Tor's extensions to the SOCKS protocol
Overview
The SOCKS protocol provides a generic interface for TCP proxies. Client software connects to a SOCKS server via TCP, and requests a TCP connection to another address and port. The SOCKS server establishes the connection, and reports success or failure to the client. After the connection has been established, the client application uses the TCP stream as usual.
Except as noted below, Tor supports SOCKS4 as defined here, SOCKS4A as defined here, and SOCKS5 as defined in RFC 1928 and RFC 1929.
The stickiest issue for Tor in supporting clients, in practice, is forcing DNS lookups to occur at the OR side: if clients do their own DNS lookup, the DNS server can learn which addresses the client wants to reach. SOCKS4 supports addressing by IPv4 address; SOCKS4A is a kludge on top of SOCKS4 to allow addressing by hostname; SOCKS5 supports IPv4, IPv6, and hostnames.
Extent of support
Tor supports the SOCKS4, SOCKS4A, and SOCKS5 standards, except as follows:
SOCKS4, SOCKS4A:
- The BIND command is not supported.
SOCKS5:
- The SOCKS5 "UDP ASSOCIATE" command is not supported.
- The SOCKS5 "BIND" command is not supported.
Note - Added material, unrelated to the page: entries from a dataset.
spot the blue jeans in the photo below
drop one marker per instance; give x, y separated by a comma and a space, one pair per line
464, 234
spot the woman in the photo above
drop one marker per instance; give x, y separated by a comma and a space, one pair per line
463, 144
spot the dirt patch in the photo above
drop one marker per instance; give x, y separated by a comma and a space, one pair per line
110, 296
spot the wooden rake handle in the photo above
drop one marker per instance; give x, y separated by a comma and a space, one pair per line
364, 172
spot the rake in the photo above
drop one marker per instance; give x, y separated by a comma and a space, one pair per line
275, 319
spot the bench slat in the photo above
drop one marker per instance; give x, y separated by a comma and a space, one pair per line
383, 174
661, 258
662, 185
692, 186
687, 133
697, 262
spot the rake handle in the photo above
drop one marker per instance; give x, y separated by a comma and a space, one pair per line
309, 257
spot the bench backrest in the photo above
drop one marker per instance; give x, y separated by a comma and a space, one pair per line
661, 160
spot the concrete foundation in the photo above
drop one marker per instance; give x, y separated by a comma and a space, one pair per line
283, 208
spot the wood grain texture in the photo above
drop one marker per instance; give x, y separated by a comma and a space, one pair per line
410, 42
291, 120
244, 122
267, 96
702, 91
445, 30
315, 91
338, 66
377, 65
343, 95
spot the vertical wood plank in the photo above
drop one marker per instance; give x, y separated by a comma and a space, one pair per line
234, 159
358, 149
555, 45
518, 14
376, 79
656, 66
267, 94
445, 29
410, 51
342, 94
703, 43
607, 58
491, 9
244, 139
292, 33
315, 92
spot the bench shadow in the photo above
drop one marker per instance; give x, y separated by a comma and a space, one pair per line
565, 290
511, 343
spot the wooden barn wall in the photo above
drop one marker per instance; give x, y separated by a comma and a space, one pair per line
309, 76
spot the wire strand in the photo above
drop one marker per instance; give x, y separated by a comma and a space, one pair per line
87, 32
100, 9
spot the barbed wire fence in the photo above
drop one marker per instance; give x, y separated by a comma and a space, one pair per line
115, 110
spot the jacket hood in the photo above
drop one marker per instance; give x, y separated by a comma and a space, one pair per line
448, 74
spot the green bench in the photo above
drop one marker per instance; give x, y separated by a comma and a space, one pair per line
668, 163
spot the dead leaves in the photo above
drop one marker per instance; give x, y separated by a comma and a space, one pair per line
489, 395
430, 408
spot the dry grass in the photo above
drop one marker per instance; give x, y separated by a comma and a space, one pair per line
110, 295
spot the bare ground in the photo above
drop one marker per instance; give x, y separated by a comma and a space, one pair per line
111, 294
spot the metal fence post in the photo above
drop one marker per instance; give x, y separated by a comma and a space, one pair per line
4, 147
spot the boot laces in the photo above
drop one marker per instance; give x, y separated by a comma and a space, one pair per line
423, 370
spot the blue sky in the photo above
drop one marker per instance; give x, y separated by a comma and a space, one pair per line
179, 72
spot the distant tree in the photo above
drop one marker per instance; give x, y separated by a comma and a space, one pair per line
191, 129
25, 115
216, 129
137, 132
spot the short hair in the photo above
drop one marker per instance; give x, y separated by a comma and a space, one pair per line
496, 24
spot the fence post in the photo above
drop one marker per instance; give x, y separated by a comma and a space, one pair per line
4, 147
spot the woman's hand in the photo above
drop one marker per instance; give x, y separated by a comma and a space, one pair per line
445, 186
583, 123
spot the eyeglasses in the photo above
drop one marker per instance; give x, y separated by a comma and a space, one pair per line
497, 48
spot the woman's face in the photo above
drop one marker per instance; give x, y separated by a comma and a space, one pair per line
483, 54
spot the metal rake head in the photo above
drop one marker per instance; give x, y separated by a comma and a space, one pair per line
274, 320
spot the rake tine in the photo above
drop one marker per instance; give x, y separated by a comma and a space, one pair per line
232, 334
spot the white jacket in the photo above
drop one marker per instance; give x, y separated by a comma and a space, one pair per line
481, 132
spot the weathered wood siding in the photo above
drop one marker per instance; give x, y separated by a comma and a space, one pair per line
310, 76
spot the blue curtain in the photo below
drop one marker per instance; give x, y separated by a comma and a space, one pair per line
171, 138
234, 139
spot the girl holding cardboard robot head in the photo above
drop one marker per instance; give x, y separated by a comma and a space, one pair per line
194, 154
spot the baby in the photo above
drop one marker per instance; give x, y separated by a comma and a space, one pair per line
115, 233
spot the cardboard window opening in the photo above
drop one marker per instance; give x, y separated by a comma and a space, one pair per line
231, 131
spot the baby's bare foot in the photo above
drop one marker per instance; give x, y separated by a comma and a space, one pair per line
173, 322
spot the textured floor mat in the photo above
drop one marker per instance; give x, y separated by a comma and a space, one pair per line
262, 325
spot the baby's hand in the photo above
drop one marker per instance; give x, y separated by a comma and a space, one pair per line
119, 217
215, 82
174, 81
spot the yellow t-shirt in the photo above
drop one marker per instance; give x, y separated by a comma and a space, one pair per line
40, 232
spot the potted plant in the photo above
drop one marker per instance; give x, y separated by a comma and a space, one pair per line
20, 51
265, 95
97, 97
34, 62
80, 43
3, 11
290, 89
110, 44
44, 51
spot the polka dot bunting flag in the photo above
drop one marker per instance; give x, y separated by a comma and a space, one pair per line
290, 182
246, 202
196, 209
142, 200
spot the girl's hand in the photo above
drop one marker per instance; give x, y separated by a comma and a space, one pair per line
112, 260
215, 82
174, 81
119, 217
- SOCKS5 GSSAPI authentication, and its subnegotiation protocol, are not supported, even though they are listed as "MUST support" by RFC 1928.
- As an extension to support some broken clients, the C tor implementation allows clients to pass "USERNAME/PASSWORD" authentication message to us even if "NO AUTHENTICATION REQUIRED" was selected in the "METHOD selection message". (In such cases, the provided "USERNAME/PASSWORD" authentication message is interpreted as if "USERNAME/PASSWORD" authentication had been selected in the "METHOD selection message.") This technically violates RFC 1929, but ensures interoperability with somewhat broken SOCKS5 client implementations.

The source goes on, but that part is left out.